Wendy had looked out the window, wondering if she were going to die.

She imagined that it would be a notably tragic story.

Her husband drowning in his own swimming pool nearly a year ago, and then the grieving widow going down in a plane along the eastern seaboard.

The pilot came on to reassure the nervous passengers that they’d “unexpectedly hit a little bit of rough air” but that the wind wasn’t expected to be a problem on the landing.

Wendy felt calm and wondered if the money she’d recently secured would automatically go to her mother upon her death.

“How was the flight?” Thom said.

“Bumpy.”

Since meeting at the Paulding Festival in January she and Thom had exchanged numerous letters and spoken on the phone at least

once a week. They’d talked about Bryce, of course, Wendy’s dead husband, but nothing about the specifics of his death. It

wasn’t that Wendy thought her phone might be tapped, although she supposed it was possible, or that someone might read her

letters, another possibility, it was just that they were now playing roles, and it was important to stay in character.

They were driving through Hartford, and Thom pointed out where he’d gone to school, Mather College, its spires visible from

the highway.

“You don’t want to give me a tour?” Wendy said.

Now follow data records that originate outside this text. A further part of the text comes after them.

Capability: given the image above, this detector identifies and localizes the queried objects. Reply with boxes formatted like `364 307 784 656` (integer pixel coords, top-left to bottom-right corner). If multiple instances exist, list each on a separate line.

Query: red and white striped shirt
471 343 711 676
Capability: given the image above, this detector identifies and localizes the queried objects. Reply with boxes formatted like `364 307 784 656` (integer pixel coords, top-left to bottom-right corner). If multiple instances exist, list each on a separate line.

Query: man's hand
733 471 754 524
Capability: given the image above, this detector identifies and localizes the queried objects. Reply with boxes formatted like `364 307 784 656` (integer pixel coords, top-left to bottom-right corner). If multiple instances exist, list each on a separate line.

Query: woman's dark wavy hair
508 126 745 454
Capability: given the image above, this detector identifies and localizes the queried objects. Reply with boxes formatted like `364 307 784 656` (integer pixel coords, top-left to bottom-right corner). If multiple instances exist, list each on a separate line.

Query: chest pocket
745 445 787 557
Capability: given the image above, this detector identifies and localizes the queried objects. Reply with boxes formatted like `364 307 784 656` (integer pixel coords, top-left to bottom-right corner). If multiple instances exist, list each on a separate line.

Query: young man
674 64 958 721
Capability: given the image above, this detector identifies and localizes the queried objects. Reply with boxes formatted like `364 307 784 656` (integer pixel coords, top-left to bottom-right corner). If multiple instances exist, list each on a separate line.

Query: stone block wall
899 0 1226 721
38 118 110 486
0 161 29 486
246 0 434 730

“God, no. I still know people there.”

They reached New Haven by early afternoon, parking on a narrow street lined on either side by triple-decker apartment buildings, some beautifully painted and maintained, but most dilapidated, with sloping porches and faded vinyl siding. “Lower your expectations,” Thom said. “I live in a dump.”

“I don’t care. You know that.”

They kissed in the car, the bucket seats making it awkward. Wendy could feel Thom’s heartbeat through his rib cage. “God,

I forgot how much I love kissing you,” she said.

“Do you?” he said.

“Of course.”

Thom took a breath, seemed to think of something, and snapped his fingers.

“What was that?” Wendy said.

“Nothing. An inside joke. I’ll tell you later, but let’s go upstairs first.”